Cary Sherburne:  You know, and the other thing that we’re seeing, we’re seeing really a lot more of, it’s really escalated I think and especially in the last couple of years, is vendors like Ricoh helping their customers across various platforms for various manufacturers.  Because, you know, the days of having only one manufacturing and production shop are pretty much gone.  I mean, of course, Ricoh would like to have everything say Ricoh, but the reality is—so, you know, are you helping people to, you know, maybe get a more unified kind of workflow going despite the manufacturers that they have on their floor?

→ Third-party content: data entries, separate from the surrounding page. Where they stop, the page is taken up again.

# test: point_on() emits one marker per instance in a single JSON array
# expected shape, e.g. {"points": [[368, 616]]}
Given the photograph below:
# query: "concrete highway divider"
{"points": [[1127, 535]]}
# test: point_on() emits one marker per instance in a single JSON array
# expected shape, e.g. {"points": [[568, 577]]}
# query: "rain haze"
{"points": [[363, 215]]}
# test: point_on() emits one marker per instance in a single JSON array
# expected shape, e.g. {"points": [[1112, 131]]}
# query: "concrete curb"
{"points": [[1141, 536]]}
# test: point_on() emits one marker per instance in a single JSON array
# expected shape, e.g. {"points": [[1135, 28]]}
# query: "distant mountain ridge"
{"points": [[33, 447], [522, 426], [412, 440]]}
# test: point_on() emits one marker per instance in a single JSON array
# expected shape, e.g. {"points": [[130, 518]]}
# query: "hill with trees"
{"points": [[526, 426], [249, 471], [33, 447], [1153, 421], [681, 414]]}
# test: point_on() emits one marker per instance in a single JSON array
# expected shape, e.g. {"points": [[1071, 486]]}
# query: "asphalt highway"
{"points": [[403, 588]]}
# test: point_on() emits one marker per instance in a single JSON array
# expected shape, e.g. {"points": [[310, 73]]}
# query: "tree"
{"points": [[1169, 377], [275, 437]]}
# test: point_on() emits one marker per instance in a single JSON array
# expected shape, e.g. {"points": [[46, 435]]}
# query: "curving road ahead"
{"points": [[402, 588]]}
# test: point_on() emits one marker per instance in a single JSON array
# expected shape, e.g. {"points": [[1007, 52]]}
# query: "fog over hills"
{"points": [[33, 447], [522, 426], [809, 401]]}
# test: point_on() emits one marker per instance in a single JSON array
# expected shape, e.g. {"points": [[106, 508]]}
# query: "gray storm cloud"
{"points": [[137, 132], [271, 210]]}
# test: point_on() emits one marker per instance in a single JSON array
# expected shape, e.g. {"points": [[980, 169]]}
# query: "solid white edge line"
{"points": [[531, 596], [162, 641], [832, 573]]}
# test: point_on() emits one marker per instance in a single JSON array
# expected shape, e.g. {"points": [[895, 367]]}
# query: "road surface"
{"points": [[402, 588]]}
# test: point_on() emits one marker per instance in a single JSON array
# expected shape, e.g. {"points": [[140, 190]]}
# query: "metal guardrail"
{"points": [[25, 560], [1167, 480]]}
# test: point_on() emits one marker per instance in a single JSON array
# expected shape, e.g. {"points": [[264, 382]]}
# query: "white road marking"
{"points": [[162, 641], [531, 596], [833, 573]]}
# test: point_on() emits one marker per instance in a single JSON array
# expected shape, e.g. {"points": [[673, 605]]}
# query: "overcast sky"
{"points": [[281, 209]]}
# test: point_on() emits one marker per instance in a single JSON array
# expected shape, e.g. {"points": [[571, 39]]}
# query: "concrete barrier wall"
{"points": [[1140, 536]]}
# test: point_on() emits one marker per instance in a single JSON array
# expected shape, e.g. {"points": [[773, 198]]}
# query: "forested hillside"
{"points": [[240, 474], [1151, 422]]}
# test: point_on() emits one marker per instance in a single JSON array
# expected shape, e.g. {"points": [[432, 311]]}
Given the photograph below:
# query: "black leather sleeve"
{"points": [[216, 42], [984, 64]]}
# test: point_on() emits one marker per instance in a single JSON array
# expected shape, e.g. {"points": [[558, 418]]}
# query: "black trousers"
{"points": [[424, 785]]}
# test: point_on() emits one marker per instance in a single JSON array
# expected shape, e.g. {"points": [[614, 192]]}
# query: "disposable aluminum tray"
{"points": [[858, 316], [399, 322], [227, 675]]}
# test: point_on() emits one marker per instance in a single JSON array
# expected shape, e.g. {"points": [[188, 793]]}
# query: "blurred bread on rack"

Annette McCrary:  We are.  You know, we really start from the solution side and work our way backwards.  TotalFlow is a great example of that with the wide variety of partners, tools and resources, as well as Ricoh tools and resources, to make sure that we can integrate.  Nobody replaces everything at once, even if our dream is that everything is labeled Ricoh.  And we also aren’t afraid to source third-party hardware as we need to for things like coating and cutting, and also, to integrate with the current processes that people have to do that.  Our goal is to really help them get the workflow and streamline the way they do business and then we’ll worry about the rest of the pieces later.

Cary Sherburne:  You know, and one of the things that people often forget, you know, they come to shows like Graph Expo or they go to Drupa or, you know, whatever else they’re going to.  But the step that they need to take before they go kind of never happens, which is let me look at, frankly and honestly, look at the current state of my operation and find out where my bottlenecks are, where my issues are.  They need to understand the current state because you can’t, you know, you can’t automate a broken process.  I mean well, you can, but why would you, you know?  So do you also help them with that kind of thing, maybe a needs analysis or I don’t know what you would call it.

Annette McCrary:  Well, we do.  We have some very specific methodologies that we follow to make sure that a customer, you know, can deal with it.  Sometimes it’s very difficult to see where those things are when you’re that close to it.

Cary Sherburne:  Exactly 

Annette McCrary:  So we kind of walk through maybe some things that we’ve been successful with.